I have a bed file with peaks called on chipseq data with each line in the format,
1 15520461 15520630 samplex_peak_1
I want to count reads across the peaks called using htseq count. I am new to using HTSeq count, I have installed the package and I'm trying to edit the count.py script. I came across class HTSeq.BED_Reader, and I have edited the following part of the code:
bed = HTSeq.BED_Reader( bed_filename )
I = 0
try:
for f in bed:
if f.type == feature_type:
try:
feature_id = f.attr[ id_attribute ]
except KeyError:
raise ValueError, ( "Feature %s does not contain a '%s' attribute" %
( f.name, id_attribute ) )
if stranded != "no" and f.iv.strand == ".":
raise ValueError, ( "Feature %s at %s does not have strand information but you are "

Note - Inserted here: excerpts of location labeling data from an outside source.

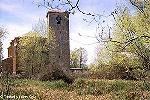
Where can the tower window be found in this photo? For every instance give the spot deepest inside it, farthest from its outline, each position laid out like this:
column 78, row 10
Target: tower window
column 58, row 19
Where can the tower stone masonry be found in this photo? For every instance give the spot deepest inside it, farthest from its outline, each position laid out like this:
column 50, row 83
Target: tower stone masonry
column 58, row 21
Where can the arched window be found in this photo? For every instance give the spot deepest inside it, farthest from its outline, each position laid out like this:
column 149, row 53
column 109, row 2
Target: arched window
column 58, row 19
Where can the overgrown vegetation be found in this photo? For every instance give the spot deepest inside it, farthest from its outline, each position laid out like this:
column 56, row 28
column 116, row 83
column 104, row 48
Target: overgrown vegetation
column 87, row 89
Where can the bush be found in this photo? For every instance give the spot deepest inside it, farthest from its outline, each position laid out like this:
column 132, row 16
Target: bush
column 99, row 87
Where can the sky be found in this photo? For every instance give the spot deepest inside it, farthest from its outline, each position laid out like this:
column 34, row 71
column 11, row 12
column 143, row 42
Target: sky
column 18, row 17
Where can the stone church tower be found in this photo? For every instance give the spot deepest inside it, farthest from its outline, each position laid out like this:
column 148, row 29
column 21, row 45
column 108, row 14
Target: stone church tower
column 58, row 21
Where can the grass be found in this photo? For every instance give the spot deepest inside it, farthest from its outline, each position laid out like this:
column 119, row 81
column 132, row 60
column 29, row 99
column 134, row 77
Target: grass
column 87, row 89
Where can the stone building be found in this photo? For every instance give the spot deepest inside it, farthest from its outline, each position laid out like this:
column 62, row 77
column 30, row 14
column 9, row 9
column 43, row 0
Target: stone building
column 10, row 64
column 58, row 22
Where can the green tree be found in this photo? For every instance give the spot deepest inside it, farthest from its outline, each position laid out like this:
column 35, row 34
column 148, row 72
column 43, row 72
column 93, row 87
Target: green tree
column 132, row 34
column 78, row 58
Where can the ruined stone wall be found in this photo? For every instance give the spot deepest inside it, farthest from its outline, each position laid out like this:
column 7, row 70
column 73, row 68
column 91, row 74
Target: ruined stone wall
column 59, row 22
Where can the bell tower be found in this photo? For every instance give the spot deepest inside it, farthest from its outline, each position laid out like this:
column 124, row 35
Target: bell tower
column 58, row 21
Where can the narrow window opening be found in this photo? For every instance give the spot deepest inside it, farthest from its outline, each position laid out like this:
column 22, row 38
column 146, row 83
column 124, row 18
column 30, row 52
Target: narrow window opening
column 58, row 19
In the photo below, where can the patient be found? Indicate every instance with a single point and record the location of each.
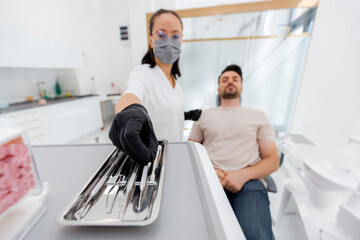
(241, 145)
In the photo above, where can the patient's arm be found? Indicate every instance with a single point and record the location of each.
(235, 180)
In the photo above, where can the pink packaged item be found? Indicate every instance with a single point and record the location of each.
(3, 152)
(18, 176)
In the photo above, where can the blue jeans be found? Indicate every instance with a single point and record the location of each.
(251, 207)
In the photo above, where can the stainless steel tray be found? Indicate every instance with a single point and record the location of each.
(121, 193)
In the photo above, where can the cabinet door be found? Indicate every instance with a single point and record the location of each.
(32, 121)
(64, 122)
(89, 114)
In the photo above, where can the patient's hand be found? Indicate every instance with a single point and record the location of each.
(221, 175)
(235, 180)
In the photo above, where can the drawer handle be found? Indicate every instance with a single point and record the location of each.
(33, 128)
(22, 123)
(22, 114)
(36, 136)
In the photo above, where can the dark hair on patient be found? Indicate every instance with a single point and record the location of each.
(149, 57)
(232, 67)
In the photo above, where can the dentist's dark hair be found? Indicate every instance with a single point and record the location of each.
(232, 67)
(149, 57)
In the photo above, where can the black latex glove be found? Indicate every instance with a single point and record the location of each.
(193, 115)
(133, 133)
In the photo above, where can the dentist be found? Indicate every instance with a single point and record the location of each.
(153, 104)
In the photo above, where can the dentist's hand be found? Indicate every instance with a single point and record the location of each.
(193, 115)
(133, 133)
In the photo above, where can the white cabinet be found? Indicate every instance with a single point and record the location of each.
(32, 121)
(71, 120)
(89, 114)
(57, 123)
(63, 122)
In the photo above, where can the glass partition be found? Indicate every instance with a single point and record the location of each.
(270, 46)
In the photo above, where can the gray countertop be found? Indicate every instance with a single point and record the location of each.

"running htseq-count in stranded mode. Use '--stranded=no'." %
( f.name, f.iv ) )
features[ f.iv ] += feature_id
counts[ f.attr[ id_attribute ] ] = 0
I += 1
if I % 100000 == 0 and not quiet:
sys.stderr.write( "%d BED lines processed.\n" % I )
except:
sys.stderr.write( "Error occured when processing BED file (%s):\n" % bed.get_line_number_string() )
raise
if not quiet:
sys.stderr.write( "%d BED lines processed.\n" % I )
I'm not sure what parameters to pass for feature type and id attribute. Also, I'm not sure if other parts of the code need to be edited. Could any one help me with this? Thanks!